ConCRG is a guest in your application. The host app owns 100% of the screen, 100% of the time. This principle resolves every design conflict in ConCRG's development.
What It Means in Practice
Invisible by default. ConCRG does not render anything when the user is succeeding. The interface is summoned, not present.
Appears only when called. The user opens the toolbar when they want it. Alternatively, SENSE mode may proactively offer help — but only when behavioral signals clearly indicate frustration.
Temporary and dismissable. Every ConCRG UI element can be dismissed instantly. Nothing persists on screen longer than needed.
Never competes with host UI. ConCRG uses the host app's own elements to guide (via the ghost layer) rather than overlaying new UI on top of them. If a choice makes ConCRG more prominent at the expense of the host app, the choice is wrong.
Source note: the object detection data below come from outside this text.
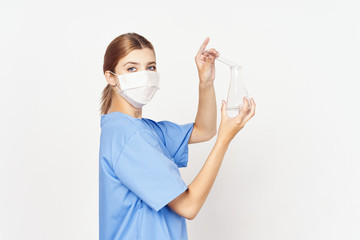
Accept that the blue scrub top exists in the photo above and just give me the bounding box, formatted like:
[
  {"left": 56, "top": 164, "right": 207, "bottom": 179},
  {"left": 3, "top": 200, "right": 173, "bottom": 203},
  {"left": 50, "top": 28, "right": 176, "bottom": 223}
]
[{"left": 99, "top": 112, "right": 194, "bottom": 240}]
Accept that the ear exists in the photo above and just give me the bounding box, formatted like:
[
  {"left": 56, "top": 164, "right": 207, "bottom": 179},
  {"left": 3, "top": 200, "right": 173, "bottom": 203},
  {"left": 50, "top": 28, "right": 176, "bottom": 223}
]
[{"left": 104, "top": 71, "right": 116, "bottom": 86}]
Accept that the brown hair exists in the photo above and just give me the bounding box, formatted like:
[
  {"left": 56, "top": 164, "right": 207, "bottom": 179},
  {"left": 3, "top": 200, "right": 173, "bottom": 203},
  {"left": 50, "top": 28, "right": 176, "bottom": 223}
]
[{"left": 100, "top": 32, "right": 155, "bottom": 114}]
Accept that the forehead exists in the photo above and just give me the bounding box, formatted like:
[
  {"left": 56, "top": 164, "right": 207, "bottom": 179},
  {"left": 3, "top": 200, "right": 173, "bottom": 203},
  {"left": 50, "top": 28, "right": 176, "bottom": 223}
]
[{"left": 119, "top": 48, "right": 155, "bottom": 64}]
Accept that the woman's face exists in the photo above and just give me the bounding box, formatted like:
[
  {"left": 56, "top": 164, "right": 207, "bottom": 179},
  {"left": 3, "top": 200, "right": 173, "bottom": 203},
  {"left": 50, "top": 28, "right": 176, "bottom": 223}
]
[{"left": 115, "top": 48, "right": 156, "bottom": 75}]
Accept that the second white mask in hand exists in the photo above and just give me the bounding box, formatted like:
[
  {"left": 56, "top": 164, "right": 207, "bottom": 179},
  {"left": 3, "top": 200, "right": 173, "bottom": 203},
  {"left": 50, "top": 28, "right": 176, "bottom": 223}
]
[{"left": 110, "top": 71, "right": 160, "bottom": 108}]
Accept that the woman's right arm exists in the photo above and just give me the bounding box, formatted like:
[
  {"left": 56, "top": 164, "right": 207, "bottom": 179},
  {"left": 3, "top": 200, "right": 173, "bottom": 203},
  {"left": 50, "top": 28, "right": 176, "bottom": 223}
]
[{"left": 168, "top": 98, "right": 256, "bottom": 220}]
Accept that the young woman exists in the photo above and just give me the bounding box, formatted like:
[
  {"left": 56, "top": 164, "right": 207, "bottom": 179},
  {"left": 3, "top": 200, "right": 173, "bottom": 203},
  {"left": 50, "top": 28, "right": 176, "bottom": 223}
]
[{"left": 99, "top": 33, "right": 255, "bottom": 240}]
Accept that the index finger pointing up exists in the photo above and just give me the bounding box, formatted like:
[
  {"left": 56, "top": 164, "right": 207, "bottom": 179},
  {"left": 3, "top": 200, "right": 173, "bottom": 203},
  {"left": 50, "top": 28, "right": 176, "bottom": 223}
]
[{"left": 198, "top": 37, "right": 209, "bottom": 55}]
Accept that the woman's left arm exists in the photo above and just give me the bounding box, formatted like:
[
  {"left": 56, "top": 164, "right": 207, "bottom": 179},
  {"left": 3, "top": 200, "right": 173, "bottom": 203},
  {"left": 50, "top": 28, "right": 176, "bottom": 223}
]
[{"left": 189, "top": 38, "right": 219, "bottom": 143}]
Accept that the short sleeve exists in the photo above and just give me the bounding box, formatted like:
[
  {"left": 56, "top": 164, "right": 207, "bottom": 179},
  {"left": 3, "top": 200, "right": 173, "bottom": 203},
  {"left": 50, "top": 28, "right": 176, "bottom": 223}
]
[
  {"left": 157, "top": 121, "right": 194, "bottom": 167},
  {"left": 114, "top": 130, "right": 187, "bottom": 212}
]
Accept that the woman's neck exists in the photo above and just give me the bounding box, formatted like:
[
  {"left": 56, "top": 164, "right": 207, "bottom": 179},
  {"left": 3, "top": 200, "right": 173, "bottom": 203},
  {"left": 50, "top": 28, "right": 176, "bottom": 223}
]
[{"left": 108, "top": 95, "right": 142, "bottom": 119}]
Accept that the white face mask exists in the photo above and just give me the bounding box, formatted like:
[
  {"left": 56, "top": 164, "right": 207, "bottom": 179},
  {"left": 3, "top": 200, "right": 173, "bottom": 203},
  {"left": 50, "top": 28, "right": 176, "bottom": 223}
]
[{"left": 110, "top": 71, "right": 160, "bottom": 108}]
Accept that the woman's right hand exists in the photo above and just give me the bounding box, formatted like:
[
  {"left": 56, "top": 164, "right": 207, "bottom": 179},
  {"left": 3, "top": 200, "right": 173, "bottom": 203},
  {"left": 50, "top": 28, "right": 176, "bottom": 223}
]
[{"left": 217, "top": 97, "right": 256, "bottom": 144}]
Shadow DOM isolation. The sidecar UI lives in a Shadow DOM container. ConCRG's CSS cannot affect the host app's styles, and the host app's CSS cannot affect ConCRG's styles.
The Ghost Layer
The ghost layer is ConCRG's navigation tool that follows the Concierge Principle:
- It highlights existing elements by adding a subtle overlay (not replacing them)
- It animates along the path the user should take (pointing, not blocking)
- It disappears once the user arrives
Design Decision Reference
The Concierge Principle is the first question to ask in any design discussion:
- Should this feature be more prominent? → Does it compete with the host app? If yes, make it less prominent.
- Should ConCRG intervene proactively here? → Is there a clear signal of genuine need? If not, stay invisible.
- Should this persist on screen? → Does the user still need it? If uncertain, make it dismissable.
Any design that requires the user to acknowledge, close, or work around ConCRG to use their app has violated the Concierge Principle.